Lors d'une journée communautaire au gymnase, j'attendais les familles après la fouille habituelle lors de l'entrée en établissement. Un garçon d'environ 11 ans arrivait dans la salle d'attente. Il se disait à lui-même « I hate this place » (« je déteste cet endroit »). Je me souviens, lors d'une fête familiale, avoir vu une petite fille de 8 ans courir en arrière de sa mère qui se précipitait à l'extérieur l'établissement en coup de vent parce elle avait « caught-ée » positif à la fouille. Cet enfant je la vois encore : elle pleurait, et semblait paniqué. Elle devait partir parce que sa maman n'était pas en règle. Elle ne verrait pas son papa cette journée-là. Je me suis dit, en la regardant passer, qu'elle se rappellerait toute sa vie de ce passage en pénitencier.

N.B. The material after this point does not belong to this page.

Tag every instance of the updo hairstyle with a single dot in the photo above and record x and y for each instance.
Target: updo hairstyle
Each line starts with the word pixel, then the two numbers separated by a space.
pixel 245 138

On ne va pas visiter quelqu'un en prison sans motivation. Il faut vouloir maintenir les liens pour faire face à chaque fois aux exigences sécuritaires, à l'austérité des lieux, même si le personnel en place accueille bien les familles et fait bien son travail. Par crainte que leurs enfants soient traumatisés, certains pères demandent à ne pas les voir en prison car ils ne supportent pas l'idée qu'ils subissent la vue des barbelés, les fouilles, etc.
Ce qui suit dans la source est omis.